I wrote parser in Prolog. I haven't finished yet. It is a part of code. The next step is killing all whitespace in string.

parse(Source, Tree) :-  kill_whitespace(Source, CleanInput), % remove whitespaces
                        actual_parse(CleanInput, Tree).

actual_parse(CleanInput, Tree):- phrase(expr(Tree),CleanInput).

expr(Ast) --> term(Ast1), expr_(Ast1,Ast).
expr_(Acc,Ast) --> " + ", !, term(Ast2), expr_(plus(Acc,Ast2), Ast).
expr_(Acc,Ast) --> " - ", !, term(Ast2), expr_(minus(Acc,Ast2), Ast).
expr_(Acc,Acc) --> [].

term(Ast) --> factor(Ast1), term_(Ast1,Ast).
term_(Acc,Ast) --> " * ", !, factor(Ast2), term_(mul(Acc,Ast2),Ast).
term_(Acc,Ast) --> " ** ", !, factor(Ast2), term_(pol(Acc,Ast2),Ast).
term_(Acc,Acc) --> [].

factor(Ast) --> "(", !, expr(Ast), ")".
factor(D)--> [X], { X >= 48 , X=<57 , D is X-48 }.
factor(id(N,E)) --> "x", factor(N), ":=", expr(E), ";".

For example:

?- parse("x2:=4",T).
    T = id(2, 4)

True!
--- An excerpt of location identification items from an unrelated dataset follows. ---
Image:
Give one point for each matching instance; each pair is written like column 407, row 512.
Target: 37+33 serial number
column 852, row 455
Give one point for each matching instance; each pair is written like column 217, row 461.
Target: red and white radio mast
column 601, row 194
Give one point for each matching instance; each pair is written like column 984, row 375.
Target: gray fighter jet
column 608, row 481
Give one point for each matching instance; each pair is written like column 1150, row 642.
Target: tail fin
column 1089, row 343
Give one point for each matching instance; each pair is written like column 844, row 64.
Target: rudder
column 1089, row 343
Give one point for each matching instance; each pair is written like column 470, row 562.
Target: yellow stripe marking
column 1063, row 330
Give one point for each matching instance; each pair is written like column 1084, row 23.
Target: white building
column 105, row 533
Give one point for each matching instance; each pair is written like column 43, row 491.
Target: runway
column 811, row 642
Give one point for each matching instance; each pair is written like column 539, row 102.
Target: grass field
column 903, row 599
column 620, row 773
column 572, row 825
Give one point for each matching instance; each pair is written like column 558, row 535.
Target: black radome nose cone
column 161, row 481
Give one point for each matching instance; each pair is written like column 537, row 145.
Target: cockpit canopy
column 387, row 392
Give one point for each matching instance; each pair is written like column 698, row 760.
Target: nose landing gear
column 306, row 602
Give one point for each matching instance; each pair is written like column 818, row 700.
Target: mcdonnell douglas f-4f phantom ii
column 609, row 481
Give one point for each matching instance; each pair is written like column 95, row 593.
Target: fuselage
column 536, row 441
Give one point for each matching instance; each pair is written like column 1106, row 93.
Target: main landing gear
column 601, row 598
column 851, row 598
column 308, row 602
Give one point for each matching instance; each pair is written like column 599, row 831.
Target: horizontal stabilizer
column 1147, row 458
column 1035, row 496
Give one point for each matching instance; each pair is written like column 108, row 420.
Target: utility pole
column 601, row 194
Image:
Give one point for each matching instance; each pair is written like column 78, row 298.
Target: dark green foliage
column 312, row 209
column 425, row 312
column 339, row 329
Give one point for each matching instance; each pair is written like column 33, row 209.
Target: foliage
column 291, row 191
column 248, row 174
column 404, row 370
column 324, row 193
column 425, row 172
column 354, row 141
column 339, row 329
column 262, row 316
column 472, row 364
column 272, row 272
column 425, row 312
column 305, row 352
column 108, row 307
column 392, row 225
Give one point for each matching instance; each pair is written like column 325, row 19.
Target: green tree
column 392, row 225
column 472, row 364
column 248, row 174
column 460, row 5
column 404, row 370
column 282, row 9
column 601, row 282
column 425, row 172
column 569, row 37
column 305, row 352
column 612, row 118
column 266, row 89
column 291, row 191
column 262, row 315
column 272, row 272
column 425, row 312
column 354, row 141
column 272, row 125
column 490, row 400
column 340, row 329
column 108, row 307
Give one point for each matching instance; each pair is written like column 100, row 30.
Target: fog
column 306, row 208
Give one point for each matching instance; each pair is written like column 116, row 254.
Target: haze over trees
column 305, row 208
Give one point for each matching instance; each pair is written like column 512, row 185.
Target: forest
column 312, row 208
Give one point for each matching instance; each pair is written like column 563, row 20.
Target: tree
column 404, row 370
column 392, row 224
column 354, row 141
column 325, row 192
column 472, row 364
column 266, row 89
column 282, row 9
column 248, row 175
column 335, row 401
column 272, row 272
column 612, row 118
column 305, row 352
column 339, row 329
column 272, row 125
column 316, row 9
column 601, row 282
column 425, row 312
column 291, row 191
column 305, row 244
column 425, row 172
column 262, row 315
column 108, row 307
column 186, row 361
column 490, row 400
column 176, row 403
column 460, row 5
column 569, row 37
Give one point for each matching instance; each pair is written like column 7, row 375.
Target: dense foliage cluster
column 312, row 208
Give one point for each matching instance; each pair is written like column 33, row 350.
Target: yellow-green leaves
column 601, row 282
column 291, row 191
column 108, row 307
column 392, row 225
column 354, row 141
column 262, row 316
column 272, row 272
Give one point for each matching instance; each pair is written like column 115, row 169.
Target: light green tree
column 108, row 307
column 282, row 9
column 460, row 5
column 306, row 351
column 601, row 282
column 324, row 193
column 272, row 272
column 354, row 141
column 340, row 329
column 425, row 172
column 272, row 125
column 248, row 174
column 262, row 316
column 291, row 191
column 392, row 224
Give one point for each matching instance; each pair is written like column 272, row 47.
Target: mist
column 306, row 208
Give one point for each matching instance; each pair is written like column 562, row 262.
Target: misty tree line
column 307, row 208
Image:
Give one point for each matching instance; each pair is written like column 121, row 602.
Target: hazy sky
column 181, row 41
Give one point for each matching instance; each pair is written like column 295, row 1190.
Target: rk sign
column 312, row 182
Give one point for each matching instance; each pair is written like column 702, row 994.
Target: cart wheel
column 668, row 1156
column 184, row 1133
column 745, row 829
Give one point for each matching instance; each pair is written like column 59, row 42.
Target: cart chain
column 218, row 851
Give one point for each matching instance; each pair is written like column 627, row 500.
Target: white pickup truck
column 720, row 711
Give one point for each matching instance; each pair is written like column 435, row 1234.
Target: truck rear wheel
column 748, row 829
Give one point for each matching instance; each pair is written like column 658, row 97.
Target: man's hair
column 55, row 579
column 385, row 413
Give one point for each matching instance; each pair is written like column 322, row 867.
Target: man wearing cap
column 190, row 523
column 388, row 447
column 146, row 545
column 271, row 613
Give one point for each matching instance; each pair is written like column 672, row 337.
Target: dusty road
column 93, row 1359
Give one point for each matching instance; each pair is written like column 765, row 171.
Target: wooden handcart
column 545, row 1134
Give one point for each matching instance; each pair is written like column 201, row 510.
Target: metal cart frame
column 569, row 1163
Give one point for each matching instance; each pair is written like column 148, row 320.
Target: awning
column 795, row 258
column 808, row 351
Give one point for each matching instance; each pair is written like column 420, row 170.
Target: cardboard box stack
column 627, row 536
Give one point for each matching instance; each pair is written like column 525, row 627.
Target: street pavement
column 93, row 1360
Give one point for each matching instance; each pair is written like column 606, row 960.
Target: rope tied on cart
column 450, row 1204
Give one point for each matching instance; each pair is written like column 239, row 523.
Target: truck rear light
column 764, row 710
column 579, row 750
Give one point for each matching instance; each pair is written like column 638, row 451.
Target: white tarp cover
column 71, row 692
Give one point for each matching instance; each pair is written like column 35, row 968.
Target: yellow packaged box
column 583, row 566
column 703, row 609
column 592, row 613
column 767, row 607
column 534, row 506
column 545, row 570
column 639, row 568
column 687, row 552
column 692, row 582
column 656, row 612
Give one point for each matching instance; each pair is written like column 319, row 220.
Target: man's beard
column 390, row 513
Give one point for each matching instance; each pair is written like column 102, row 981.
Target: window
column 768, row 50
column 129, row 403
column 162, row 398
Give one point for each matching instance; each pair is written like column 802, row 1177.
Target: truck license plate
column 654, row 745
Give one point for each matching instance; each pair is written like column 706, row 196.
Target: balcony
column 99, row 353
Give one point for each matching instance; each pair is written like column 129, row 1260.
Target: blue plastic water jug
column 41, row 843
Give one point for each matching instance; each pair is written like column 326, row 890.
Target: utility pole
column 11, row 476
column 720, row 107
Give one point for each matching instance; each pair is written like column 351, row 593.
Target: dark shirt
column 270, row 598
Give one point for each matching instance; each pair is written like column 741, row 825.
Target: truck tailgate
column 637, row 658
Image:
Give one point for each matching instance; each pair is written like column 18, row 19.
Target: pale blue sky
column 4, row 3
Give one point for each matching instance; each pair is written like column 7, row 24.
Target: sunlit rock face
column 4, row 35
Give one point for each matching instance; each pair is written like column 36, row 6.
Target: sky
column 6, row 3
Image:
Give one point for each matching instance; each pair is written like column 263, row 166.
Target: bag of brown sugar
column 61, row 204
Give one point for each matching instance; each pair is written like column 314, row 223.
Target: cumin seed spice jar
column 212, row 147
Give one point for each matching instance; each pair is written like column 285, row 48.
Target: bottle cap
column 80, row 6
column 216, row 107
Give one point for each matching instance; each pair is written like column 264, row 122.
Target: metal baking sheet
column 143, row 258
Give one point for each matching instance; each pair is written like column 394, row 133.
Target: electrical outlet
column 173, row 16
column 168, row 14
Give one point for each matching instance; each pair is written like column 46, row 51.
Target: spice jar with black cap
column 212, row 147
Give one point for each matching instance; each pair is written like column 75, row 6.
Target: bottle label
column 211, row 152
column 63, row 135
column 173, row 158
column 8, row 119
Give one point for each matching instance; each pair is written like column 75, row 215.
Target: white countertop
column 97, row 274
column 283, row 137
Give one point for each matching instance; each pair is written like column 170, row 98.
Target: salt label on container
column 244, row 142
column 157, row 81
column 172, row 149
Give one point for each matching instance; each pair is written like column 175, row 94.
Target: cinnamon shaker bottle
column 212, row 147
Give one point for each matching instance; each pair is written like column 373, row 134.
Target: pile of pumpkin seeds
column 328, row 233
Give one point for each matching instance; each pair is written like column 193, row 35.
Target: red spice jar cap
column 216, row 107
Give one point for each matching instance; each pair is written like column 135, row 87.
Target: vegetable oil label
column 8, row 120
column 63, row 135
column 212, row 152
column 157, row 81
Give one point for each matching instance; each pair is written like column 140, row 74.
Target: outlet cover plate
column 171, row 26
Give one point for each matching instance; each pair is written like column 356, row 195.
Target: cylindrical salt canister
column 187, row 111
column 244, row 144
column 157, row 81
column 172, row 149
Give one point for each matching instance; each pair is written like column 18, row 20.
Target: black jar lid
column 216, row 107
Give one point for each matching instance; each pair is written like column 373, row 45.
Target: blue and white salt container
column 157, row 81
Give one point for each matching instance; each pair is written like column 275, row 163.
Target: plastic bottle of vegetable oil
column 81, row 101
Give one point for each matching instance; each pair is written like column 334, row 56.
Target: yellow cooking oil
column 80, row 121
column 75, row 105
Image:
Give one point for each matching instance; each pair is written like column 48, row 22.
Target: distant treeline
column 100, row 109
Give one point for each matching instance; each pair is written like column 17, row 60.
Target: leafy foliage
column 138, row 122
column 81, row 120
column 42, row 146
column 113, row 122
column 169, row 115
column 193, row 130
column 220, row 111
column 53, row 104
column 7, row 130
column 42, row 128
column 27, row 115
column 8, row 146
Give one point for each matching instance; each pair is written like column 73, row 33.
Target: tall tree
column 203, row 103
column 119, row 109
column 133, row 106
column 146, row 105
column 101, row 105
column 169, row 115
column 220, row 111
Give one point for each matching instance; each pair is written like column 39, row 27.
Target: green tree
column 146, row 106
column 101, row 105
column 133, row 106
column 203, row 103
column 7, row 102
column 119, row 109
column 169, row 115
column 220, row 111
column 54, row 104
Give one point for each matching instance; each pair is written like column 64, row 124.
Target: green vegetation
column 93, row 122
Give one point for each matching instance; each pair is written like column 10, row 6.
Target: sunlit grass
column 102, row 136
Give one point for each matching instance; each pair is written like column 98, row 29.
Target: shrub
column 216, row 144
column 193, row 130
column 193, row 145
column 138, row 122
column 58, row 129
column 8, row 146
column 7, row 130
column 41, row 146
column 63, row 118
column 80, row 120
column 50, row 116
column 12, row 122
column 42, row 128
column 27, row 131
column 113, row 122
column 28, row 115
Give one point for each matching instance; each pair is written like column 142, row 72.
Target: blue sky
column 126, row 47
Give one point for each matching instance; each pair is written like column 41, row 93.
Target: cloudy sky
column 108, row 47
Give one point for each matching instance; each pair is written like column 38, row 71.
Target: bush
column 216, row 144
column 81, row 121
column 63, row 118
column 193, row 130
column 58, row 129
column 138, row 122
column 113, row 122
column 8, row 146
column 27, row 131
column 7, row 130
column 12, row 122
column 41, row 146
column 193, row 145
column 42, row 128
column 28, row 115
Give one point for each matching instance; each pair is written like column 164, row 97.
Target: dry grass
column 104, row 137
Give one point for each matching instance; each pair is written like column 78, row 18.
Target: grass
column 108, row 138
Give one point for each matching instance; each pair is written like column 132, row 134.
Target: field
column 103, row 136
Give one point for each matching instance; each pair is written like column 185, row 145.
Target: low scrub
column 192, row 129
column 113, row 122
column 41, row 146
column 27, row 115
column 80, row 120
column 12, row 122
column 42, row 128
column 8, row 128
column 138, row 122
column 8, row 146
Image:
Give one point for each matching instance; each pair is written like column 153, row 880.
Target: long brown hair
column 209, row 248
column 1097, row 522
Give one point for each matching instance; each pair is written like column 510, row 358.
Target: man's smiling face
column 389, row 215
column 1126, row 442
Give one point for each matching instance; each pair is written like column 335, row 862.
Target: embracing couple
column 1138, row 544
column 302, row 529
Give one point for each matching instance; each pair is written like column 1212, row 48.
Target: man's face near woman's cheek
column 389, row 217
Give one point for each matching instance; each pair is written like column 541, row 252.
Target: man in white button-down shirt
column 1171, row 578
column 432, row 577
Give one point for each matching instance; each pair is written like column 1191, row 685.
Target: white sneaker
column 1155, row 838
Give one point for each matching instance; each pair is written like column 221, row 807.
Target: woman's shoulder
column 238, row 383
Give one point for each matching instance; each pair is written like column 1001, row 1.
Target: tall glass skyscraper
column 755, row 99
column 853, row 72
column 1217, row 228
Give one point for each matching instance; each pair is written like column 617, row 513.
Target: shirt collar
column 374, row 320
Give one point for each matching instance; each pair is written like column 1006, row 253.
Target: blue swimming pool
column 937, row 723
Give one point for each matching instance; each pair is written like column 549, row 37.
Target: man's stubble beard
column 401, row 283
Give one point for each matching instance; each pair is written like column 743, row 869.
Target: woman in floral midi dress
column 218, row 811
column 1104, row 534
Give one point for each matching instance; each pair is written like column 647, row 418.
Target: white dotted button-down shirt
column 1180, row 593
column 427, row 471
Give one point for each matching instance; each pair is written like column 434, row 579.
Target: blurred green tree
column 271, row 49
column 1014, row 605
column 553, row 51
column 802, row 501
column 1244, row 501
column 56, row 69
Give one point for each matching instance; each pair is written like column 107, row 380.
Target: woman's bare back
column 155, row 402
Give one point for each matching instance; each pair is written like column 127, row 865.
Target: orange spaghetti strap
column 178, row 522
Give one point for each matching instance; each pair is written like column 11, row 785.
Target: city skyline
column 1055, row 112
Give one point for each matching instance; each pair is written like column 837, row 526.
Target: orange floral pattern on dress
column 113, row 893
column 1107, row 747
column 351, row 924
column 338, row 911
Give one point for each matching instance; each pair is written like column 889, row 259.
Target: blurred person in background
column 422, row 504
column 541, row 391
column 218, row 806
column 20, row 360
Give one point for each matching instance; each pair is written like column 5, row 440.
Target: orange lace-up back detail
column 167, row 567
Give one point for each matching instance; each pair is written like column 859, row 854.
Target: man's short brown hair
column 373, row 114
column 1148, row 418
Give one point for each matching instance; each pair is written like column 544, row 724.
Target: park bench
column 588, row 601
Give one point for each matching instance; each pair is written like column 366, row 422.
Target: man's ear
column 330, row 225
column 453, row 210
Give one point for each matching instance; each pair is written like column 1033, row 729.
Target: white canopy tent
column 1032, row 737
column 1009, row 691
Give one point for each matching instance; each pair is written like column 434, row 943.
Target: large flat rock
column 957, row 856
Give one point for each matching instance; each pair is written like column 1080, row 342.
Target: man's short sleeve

But, when I write:

?- parse("x2 := 4",T).
false.

It must be true as well and it should be a filter: kill_whitespace(Source, CleanInput).

Different solutions are inefficient. How can I do that?

回答1:

I usually place a 'skip' non terminal where space can occurs. Such skip usually discards comments as well as any other 'uninteresting' text.

To keep as simpler as possible:

% discard any number of spaces
s --> "" ; " ", s.

I prefer a short name, to keep the grammar clean. To discard newlines etc.. as well:

s --> "" ; (" ";"\t";"\n";"\r"), s.

A 'style' note: instead of

parse(Source, Tree) :-
   expr(Tree, Source, []).

you could consider

parse(Source, Tree) :-
   phrase(expr(Tree), Source).


回答2:

well, the easy way is to parse the string and remove whitespace/keep only non-whispace with a filter predicate. But this requires a second parse.

An other way to fix it is to use your own predicate to "get" characters,
i.e. foo --> "a". becomes foo --> get("a"). where get//1 is something like:

get(X) --> [X].
get(X) --> whitespace, get(X).


回答3:

The usual way of writing a parser is to write it in two stages:

The first stage conducts lexical analysis and produces a stream of tokens. Whitespace and other "tokens" not significant to the parse (e.g., comments) are discarded at this point.

The second stage conducts the parse itself, examining the list of tokens produced by the lexical analyzer.